Daß die deutsche Staatsmacht versucht, die Randale im Kontext des G8-Gipfels schon im Keim zu ersticken erscheint legitim. Tatsächlich ist jetzt im Vorfeld von Heiligendamm eine Zunahme von Brandanschlägen zu verzeichnen (wobei noch zu klären wäre, ob die wirklich ausnahmslos alle etwas mit dem G8-Gipfel zu tun haben, schließlich haben diese Anschläge auf Sachgegenstände eine längere "Tradition", die sicherlich keinen unmittelbaren Bezug zu Heiligendamm hat). Und auch während des Gipfels wird es vermutlich Ausschreitungen geben. Da Heiligendamm als solches eine No-go-area ist und es das Demoverbot für den Gipfel-Bereich gibt, wird inzwischen Hamburg als wahrscheinlichster Knotenpunkt für Ausschreitungen prophezeit.

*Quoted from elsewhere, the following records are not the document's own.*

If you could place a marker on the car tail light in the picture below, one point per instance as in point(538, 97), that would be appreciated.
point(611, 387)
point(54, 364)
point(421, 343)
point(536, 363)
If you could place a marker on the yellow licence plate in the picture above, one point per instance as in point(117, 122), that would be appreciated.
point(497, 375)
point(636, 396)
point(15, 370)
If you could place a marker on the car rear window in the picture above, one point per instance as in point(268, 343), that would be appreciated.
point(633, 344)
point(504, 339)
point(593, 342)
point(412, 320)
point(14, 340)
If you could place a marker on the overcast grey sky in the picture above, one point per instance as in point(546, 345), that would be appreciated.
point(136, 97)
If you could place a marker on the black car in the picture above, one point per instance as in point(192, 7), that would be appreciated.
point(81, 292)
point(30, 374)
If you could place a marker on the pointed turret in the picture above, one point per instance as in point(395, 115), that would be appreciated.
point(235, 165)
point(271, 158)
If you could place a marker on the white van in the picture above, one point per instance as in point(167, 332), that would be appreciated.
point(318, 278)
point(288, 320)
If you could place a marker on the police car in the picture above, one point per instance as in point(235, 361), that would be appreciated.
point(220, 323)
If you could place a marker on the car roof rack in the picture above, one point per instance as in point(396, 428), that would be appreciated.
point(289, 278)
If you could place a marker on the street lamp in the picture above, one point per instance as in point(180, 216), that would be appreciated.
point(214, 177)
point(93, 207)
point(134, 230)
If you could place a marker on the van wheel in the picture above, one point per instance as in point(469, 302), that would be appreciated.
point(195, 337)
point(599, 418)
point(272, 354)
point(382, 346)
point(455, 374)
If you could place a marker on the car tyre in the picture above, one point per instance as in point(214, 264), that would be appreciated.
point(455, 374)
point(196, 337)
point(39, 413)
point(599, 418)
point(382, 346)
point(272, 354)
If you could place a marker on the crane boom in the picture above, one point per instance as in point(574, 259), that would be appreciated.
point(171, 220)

Es stellt sich jedoch die Frage nach der Recht- und Verhältnismässigkeit. Wenn Razzien tatsächlich nur als Vorwand dazu dienen, an Informationen über die Struktur der Anti-G8-Bewegung zu kommen und die Bewegung unter Druck zu setzen (nach dem Motto: "Wehe wenn ihr...") bzw. den Handlungsspielraum potentieller Deliquenten für den Zeitraum des Gipfels einzuschränken, dann wäre das rechtsstaatlich ein höchstbedenklicher Vorgang. Gleiches gilt natürlich für die Einschränkung des Demonstrationsrechts, hier bleibt abzuwarten, ob das Verbot nicht doch noch aufgehoben werden muß.

Weiterhin treffen diese präventiven Gegenmaßnahmen eben gerade nicht den radikalen Flügel, der im Gegenteil die Repression als Steilvorlage nimmt, die Serie von Brandanschlägen zu intensivieren. Die Razzien haben der radikalen Linken noch mal einen sehr starken Schub an Unterstützern verschafft, weil sich alle in eine "Jetzt erst recht"-Stimmung steigern ("Tausende protestieren gegen Razzien", Spiegel Online, 10.05.07). Auch rein strategisch betrachtet ist dieses Vorgehen für die Staatsmacht also kontraproduktiv.

Auf der anderen Seite wird dann die Hysterie vor einem wieder aufkeimenden "Linksterrorismus" insbesondere von der bürgerlichen Presse systematisch weiter aufgebaut. Jahrelang hat sich keiner für in Brand gesteckte Autos interessiert, erst im Vorfeld des G8-Gipfels wird das Stereotyp des "langhaarigen Bombenlegers" auf einmal wiederentdeckt. Nur erstens machen Brandanschläge auf Sachgegenstände noch keine neue RAF, zweitens steht wenn nur ein Bruchteil der durch Linksextremisten in den letzten Jahren verübten Brandanschläge in einem direkten Kontext zum G8-Gipfel in diesem Jahr. Nur verkauft sich Gewalt bzw. mögliche Gewalt als Schlagzeile natürlich immer besser, als eine inhaltliche Auseinandersetzung mit der durchaus berechtigten Kritik der Anti-G8-Bewegung am Gipfel.

Das Ergebnis ist eine Kriminalisierung der Anti-G8-Bewegung, denn das in der Öffentlichkeit durch mediale Berichterstattung und staatliche Präventionsmaßnahmen konstruierte Bild suggeriert eine Gleichsetzung von "Gewalt", "Terrorismus" und "Anti-G8-Protest". Daß die große Mehrheit der Demonstranten und Aktivisten eben nicht irgendwelche Autos abfackelnde und Steine schmeißende Hooligans sind, wird in der Berichterstattung vielleicht mal am Rande erwähnt, geht aber ansonsten in der Terrorismushysterie einfach unter.